- Born: Edna Anne Wheeler June 25, 1886 Burlington, Iowa, United States
- Died: February 10, 1971 (aged 84) Chicago, Illinois, United States
- Other name: Lotus Ray King
- Occupation: Occultist
- Known for: Co-founding the Saint Germain Foundation Leader of the I AM Movement

= Edna Anne Wheeler Ballard =

American theosopher

Edna Anne Wheeler Ballard, also known as Lotus Ray King (June 25, 1886 – February 10, 1971), was an American theosopher who co-founded the Saint Germain Foundation and served a co-leader of the I AM Movement with her husband Guy Ballard. In 1944, Ballard and her son Donald Ballard were charged with mail fraud and their court case would eventually be ruled by the US Supreme Court as United States v. Ballard where the charges were ultimately dismissed, on the basis of the court system incorrectly attempting to consider validity of their religious beliefs. Ballard's work with the I AM Movement is considered a predecessor to the current new age movement.

==Early life and education==

Edna Anne Wheeler was born in 1886 in Burlington, Iowa. Her mother was Anna Hewitt Pearce and her father was Edward G. Wheeler, a railway clerk. Ballard became a concert harpist in 1912. In 1916, Ballard married Guy W. Ballard. Two years later in 1918, she had a child with Guy named Donald.

==I AM Movement==

The couple resided in Chicago, Illinois. Ballard began working at the Philosopher's Nook, an occult bookstore. She also served as an editor of American Occultists. Guy was also interested in the occult, and while hiking at Mount Shasta in California in September 1931, he met an individual who claimed to be Saint Germain. Ballard called Saint Germain an "ascended master." Guy wrote back to Ballard, telling her about his interaction(s) with St. Germain. In 1931, the couple founded the Saint Germain Foundation and Saint Germain Press in Chicago. The called the umbrella over the two organizations the I AM Movement.
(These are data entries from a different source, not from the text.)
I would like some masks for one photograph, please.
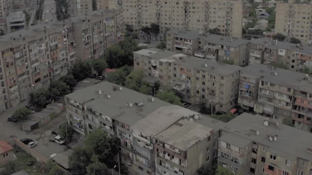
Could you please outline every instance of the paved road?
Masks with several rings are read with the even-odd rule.
[[[15,135],[19,139],[25,138],[36,141],[38,146],[33,149],[44,156],[49,158],[53,154],[57,154],[66,150],[64,145],[59,145],[54,142],[49,142],[47,136],[49,135],[52,130],[57,129],[59,124],[66,122],[65,113],[63,112],[57,117],[52,120],[48,124],[35,130],[33,133],[27,133],[21,130],[17,124],[8,122],[7,119],[19,107],[25,106],[25,102],[12,108],[7,110],[0,116],[0,140],[9,141],[12,140],[10,135]],[[42,137],[42,136],[45,136]]]

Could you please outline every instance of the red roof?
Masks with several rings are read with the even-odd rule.
[[[106,68],[106,69],[105,69],[105,72],[115,72],[116,71],[116,70],[115,70],[114,69],[109,69],[109,68]]]
[[[13,147],[3,140],[0,140],[0,154],[7,152],[13,149]]]

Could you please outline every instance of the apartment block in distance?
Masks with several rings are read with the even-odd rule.
[[[157,79],[183,95],[191,104],[202,102],[227,111],[237,101],[241,67],[155,48],[134,53],[134,69],[146,79]]]
[[[312,172],[312,142],[307,139],[312,134],[247,113],[224,124],[218,165],[237,174]]]
[[[282,64],[289,70],[312,71],[312,51],[310,48],[266,38],[250,41],[249,64],[255,63],[275,65]]]
[[[219,62],[231,60],[240,66],[248,63],[248,40],[181,30],[167,32],[166,38],[169,51]]]
[[[107,48],[122,38],[120,10],[99,10],[67,20],[72,23],[77,57],[83,59],[98,59]]]
[[[304,45],[311,45],[311,8],[310,4],[297,3],[293,0],[288,0],[288,3],[277,2],[275,33],[281,33],[289,38],[294,37]]]
[[[312,132],[312,81],[289,70],[253,64],[241,71],[238,103],[244,108]]]
[[[175,173],[172,174],[182,175],[184,172],[191,174],[188,172],[192,171],[193,174],[201,166],[211,163],[212,152],[207,151],[206,145],[210,144],[208,138],[213,132],[192,122],[201,118],[198,113],[108,82],[77,90],[65,98],[67,118],[75,130],[85,135],[101,128],[115,135],[120,139],[122,160],[138,174],[155,174],[158,165],[154,153],[160,149],[154,145],[153,138],[173,125],[184,130],[184,133],[193,133],[187,142],[187,146],[192,148],[188,149],[187,154],[186,151],[176,149],[174,152],[168,149],[167,152],[172,152],[172,155],[166,154],[166,158],[173,159],[172,163],[177,164],[176,168],[166,167],[165,164],[163,168]],[[198,128],[200,128],[201,135],[196,137],[193,135]],[[162,134],[167,137],[172,134]],[[177,142],[182,144],[186,141],[178,133],[176,134]],[[171,149],[177,146],[171,144]],[[199,145],[201,149],[195,149]],[[170,149],[167,146],[162,149]],[[180,147],[181,149],[185,148]],[[179,158],[182,159],[181,162]],[[187,158],[189,161],[186,161]]]
[[[136,30],[155,23],[161,33],[167,29],[208,32],[218,28],[223,35],[242,37],[241,1],[123,0],[122,7],[125,23]]]

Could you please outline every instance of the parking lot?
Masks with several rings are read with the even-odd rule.
[[[22,104],[20,107],[23,106]],[[19,124],[16,123],[8,122],[7,119],[12,115],[18,106],[7,110],[0,116],[0,140],[9,141],[12,139],[10,136],[14,135],[18,139],[29,138],[37,142],[37,146],[33,148],[43,156],[49,158],[53,154],[58,154],[66,150],[68,148],[65,145],[59,145],[55,142],[49,142],[48,137],[52,130],[57,130],[59,124],[65,123],[67,120],[65,112],[61,113],[58,117],[51,121],[49,123],[33,132],[25,132],[20,129]]]

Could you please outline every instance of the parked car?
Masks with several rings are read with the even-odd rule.
[[[27,146],[28,146],[28,147],[30,148],[33,148],[34,147],[37,146],[37,142],[30,142],[28,143]]]
[[[217,116],[220,116],[221,115],[224,115],[224,114],[226,114],[226,113],[223,111],[218,111],[217,113],[216,113],[216,115]]]
[[[18,120],[14,117],[9,117],[8,118],[8,121],[10,121],[11,122],[17,122]]]
[[[25,138],[25,139],[21,139],[21,141],[22,142],[23,142],[23,143],[25,144],[25,145],[27,145],[28,143],[29,143],[30,142],[33,141],[33,140],[32,140],[32,139],[28,139],[28,138]]]

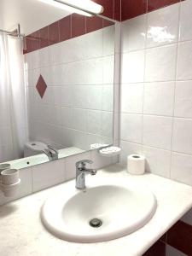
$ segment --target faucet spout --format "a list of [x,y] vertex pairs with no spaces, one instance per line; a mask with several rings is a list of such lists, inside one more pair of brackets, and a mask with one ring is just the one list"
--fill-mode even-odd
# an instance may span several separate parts
[[76,163],[76,189],[84,189],[85,187],[85,174],[96,175],[96,171],[87,169],[86,163],[92,164],[91,160],[81,160]]

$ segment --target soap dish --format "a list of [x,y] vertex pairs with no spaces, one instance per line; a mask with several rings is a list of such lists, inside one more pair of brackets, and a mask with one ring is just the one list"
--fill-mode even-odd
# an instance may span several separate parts
[[120,152],[121,152],[121,148],[118,147],[108,147],[99,150],[100,154],[107,157],[118,155],[120,154]]

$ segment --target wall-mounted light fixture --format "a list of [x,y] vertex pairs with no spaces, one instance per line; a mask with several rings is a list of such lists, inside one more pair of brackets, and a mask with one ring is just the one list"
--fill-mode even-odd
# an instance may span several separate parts
[[103,7],[91,0],[39,0],[70,13],[93,16],[103,12]]

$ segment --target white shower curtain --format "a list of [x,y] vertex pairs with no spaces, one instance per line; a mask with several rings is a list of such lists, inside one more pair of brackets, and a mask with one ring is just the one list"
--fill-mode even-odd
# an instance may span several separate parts
[[0,161],[23,157],[26,141],[22,40],[0,33]]

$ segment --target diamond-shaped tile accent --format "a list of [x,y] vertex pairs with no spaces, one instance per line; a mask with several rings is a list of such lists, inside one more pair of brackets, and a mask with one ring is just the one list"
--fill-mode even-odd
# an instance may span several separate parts
[[40,95],[40,97],[43,98],[44,97],[44,95],[45,93],[45,90],[47,89],[47,84],[46,83],[44,82],[44,78],[42,77],[42,75],[39,76],[39,79],[38,79],[38,84],[36,85],[36,88],[38,90],[38,92],[39,93]]

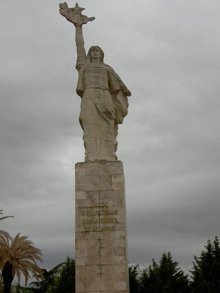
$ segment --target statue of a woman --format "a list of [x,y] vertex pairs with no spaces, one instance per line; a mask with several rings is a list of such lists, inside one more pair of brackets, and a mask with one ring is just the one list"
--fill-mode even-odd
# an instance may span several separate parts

Ballard's role within the Movement was as an "accredited messenger of the ascended masters," alongside Guy. However, Ballard eventually took a step back as Guy led the organizations, serving as the primary messenger for St. Germain and other masters, including Jesus. The Ballards believed in past lives, with Elizabeth believing she was Elizabeth I and Joan of Arc in her past lives.

In 1939, Guy Ballard died and their son Donald became the leader of the I AM Movement. Prior to his father's death, Donald also served as a messenger per the wishes of St. Germain. However, both he and Elizabeth did not serve as primary messenger. Shortly thereafter, Elizabeth, Donald and other staff members were charged with mail fraud, with the charge being that the Movement was attempting to defraud mail recipients into joining a religion that was known to be false. Ballard was convicted twice, and the second time after a ruling was overturned. The case went to the US Supreme Court and was ruled as United States v. Ballard. Ballard, 322 U.S. 78 (1944) "Whether a religious belief is true or false is irrelevant to a judicial determination, as long as the belief is sincerely held." In other words, Ballard was found not guilty.

Ballard eventually began serving as a "messenger" for St. Germain and other masters in the fifties and in the sixties she hosted a radio show.

==Later life and legacy==

Ballard died in February 1971 in Chicago. After her death, the Saint Germain Foundation and press were operated by the board of directors and select "appointed messengers". Additionally, no other movement members, including appointment messengers, have served as direct messengers of the masters, including St. Germain. During her role as messenger, Ballard left over 2,000 recordings of messages from St. Germain and the masters.